The first dating detail exposes circular reasoning, which occurs when one assumes a particular outcome in arguing for that same outcome. In the Greenland ice sheet, clear seasonal layers are found only in the upper parts of the cores, but in central Antarctica less snowfall and blowing snow prevent clear seasonal layering. Because ice layers become less distinct at greater depths, simply discerning deeper layers becomes more difficult. Thus, researchers usually “date” ice cores with theoretical models called “glacial flow models”—and these models assume evolutionary time [Paterson, W. S. B. 1991. Why ice-age ice is sometimes “soft.” Cold Regions Science and Technology. 20 (1): 75-98]. Not surprisingly, they yield vast ages. [Representing the anti-creation side in a recent debate, Bill Nye mentioned a 680,000-year-old Antarctic core. This number was not obtained by counting annual layers but by theoretical flow models.]
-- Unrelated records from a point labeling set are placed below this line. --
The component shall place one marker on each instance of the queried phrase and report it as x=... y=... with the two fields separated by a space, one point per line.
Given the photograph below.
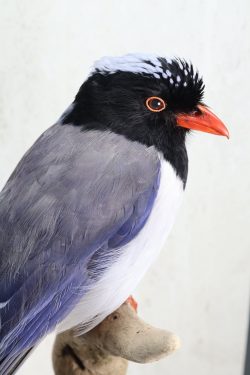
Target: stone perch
x=106 y=349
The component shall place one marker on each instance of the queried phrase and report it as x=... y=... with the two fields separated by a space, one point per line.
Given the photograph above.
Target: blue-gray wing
x=73 y=193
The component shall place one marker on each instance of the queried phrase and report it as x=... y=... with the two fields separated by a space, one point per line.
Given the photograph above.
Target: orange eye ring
x=155 y=104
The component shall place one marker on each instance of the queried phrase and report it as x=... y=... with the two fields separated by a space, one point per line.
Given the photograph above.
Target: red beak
x=203 y=120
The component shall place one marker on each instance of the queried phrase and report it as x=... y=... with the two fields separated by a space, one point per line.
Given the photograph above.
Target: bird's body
x=90 y=205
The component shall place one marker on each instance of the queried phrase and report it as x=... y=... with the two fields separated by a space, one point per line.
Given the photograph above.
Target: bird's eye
x=155 y=104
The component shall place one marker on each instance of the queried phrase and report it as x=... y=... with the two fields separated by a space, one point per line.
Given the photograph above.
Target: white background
x=199 y=287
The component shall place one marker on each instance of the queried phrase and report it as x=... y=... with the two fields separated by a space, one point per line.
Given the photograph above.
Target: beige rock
x=105 y=350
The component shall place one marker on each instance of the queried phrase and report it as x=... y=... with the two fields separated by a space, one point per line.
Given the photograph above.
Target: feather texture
x=66 y=214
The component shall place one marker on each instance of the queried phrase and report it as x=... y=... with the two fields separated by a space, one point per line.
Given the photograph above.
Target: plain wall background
x=199 y=286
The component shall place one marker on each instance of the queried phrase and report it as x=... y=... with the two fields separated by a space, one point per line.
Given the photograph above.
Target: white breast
x=122 y=277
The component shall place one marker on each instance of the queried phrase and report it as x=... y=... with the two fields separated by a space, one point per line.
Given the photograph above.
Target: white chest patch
x=122 y=277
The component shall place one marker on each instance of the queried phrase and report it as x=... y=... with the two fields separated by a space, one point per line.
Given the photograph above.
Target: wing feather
x=74 y=195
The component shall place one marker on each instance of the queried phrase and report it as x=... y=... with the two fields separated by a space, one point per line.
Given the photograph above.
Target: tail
x=9 y=365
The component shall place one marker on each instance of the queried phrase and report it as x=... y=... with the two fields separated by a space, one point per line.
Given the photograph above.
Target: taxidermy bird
x=91 y=203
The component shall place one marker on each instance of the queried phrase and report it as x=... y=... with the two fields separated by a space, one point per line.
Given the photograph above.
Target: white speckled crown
x=141 y=63
x=135 y=63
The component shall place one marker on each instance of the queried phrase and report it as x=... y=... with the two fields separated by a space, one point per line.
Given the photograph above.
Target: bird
x=90 y=205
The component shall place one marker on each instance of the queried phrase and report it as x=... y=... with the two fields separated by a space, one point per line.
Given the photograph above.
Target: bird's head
x=149 y=99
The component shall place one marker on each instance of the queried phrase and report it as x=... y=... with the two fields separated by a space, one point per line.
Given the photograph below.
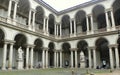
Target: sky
x=60 y=5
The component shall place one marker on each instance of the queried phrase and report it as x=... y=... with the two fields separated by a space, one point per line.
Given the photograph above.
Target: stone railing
x=22 y=25
x=100 y=30
x=3 y=19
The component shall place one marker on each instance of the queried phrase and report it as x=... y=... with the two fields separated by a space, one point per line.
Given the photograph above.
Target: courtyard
x=61 y=71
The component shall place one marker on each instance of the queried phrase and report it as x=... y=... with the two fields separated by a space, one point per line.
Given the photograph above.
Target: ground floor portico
x=38 y=52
The second dating detail questions whether or not each layer represents a year. A single large storm can deposit multiple layers that might look like annual layers, and multiple dust layers may also be deposited within a single year [ Alley, R. B. et al. 1997. Visual-stratigraphic dating of the GISP2 ice core: Basis, reproducibility, and application. Journal of Geophysical Research. 102 (C12): 26367–26381]. No modern scientist watched the ice sheets form, so it’s possible that storms or phases within a storm, not whole winters, deposited many of them. This would have been especially true during the post-Flood Ice Age, a time of numerous storms and volcanic eruptions. http://www.icr.org/article/was-there-ice-age/
These two important details derail the ice-core argument for an old earth: layers are not necessarily annual, and researchers employ circular reasoning to adjust counts to fit the vast ages they expect. The volcanism during the Flood year would have warmed ocean water enough for increased evaporation and precipitation to rapidly build the ice sheets. A post-Flood ice age best explains the origin of today’s ice sheets.